Faced with a gathering of anti-gay groups gathering this weekend to voice their opposition to equal rights for gays, GLBT community leaders are holding a rally of their own.
The goal of the “LGBT Texans against Hate” event, which will be held this Friday evening, is to show solidarity among various gay- and gay-friendly groups, as well as to educate attendees about the need for equality in American society. The rally is in response to a Christian prayer event organized by the anti-gay American Family Association and Westboro Baptist Church. Both are recognized as hate groups by the Southern Poverty Law Center. Texas Gov. Rick Perry, who recently voiced his opposition to gay marriage, is expected to attend the event.
“The primary existence of AFA is to demonize GLBT Americans and oppose equality.” said Houston GLBT Political Caucus president Noel Freeman. “This is a group that refers to us as Nazis, claims the Holocaust was caused by the GLBT community, and supports the eradication of people living with HIV. There is no place in Houston, in Texas or in our great nation for hate.”

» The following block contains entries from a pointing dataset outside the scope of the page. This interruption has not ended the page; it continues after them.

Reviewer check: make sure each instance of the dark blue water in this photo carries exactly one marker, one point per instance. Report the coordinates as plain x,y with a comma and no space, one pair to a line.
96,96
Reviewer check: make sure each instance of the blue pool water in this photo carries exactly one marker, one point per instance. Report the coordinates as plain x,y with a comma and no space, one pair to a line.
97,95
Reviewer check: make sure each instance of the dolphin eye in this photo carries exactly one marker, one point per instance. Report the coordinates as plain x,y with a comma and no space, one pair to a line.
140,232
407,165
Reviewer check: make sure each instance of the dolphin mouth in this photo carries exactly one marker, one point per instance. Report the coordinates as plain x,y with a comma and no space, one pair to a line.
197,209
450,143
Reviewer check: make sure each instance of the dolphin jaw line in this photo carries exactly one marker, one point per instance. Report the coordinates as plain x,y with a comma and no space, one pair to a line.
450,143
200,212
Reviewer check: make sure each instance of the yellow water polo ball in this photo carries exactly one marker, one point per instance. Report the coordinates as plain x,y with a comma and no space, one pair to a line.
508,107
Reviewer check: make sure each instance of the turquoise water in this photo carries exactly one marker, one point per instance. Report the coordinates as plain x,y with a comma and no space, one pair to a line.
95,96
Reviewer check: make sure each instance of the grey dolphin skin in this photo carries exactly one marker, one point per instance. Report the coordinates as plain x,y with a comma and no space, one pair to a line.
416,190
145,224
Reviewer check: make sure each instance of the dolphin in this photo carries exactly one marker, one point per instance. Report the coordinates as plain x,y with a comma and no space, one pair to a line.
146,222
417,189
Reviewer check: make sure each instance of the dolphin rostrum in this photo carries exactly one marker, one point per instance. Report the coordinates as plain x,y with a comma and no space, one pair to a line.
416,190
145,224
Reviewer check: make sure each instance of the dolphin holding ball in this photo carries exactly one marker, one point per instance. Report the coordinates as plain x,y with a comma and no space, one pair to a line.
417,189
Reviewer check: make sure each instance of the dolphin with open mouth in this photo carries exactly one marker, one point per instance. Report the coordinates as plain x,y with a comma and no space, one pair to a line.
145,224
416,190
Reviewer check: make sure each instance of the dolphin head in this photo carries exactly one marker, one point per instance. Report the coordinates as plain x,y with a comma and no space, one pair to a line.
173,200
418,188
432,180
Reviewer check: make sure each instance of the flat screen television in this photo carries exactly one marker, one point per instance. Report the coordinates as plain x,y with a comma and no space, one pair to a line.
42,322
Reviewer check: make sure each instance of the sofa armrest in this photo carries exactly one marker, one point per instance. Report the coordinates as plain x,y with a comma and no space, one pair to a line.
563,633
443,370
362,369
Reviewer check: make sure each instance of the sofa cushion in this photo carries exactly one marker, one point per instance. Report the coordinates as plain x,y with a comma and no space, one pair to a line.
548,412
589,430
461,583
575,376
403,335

The “Texans Against Hate” event will take place from 7-9 p.m. in Tranquility Park, at Smith and Walker streets. The Houston GLBT Political Caucus will be joined by other local, state and national organizations, including the GLBT Community Center, Equality Texas, Houston Stonewall Young Democrats, Gay & Lesbian Victory Fund, Human Rights Campaign, Healing Out Loud, and Resurrection Metropolitan Community Church. State Representative Garnet Coleman, an open supporter of the GLBT community, will be the keynote speaker at the event. All GLBT people and their allies are invited to attend.
“This is about our community coming together and saying hate is not acceptable in Houston,” said event organizer Bryan Hlavinka. “We hope some people who are coming here from out of town (to protest the event) will join us.”
The temperature at the outdoor event is expected to be in the 90s, so attendees are encouraged to dress comfortably and drink plenty of water before and during the rally. Sensitive persons should wear plenty of sunscreen and use coverings such as hats and umbrellas.
Hlavinka stressed that the event is not against people who pray or their religions, but against people who use hate speech against GLBT people. He said the event will begin with an invocation by a member of the RMCC clergy.
Coleman said the religious groups meeting are not focusing on their proclaimed belief that homosexuality is a sin, which is an action which is separate from the people who are gay, but on their hatred of gay people themselves. This difference, he said, shows that the people who are holding the prayer event are engaging in “situational ethics” by not obeying one of the main tenets of Christianity, which is that people should love one another.
“I have great faith and not just religion,” Coleman said, “but my faith supports my advocacy. Situational ethics is a problem, because you have (ethics) or not; it’s not selective based on the circumstances.”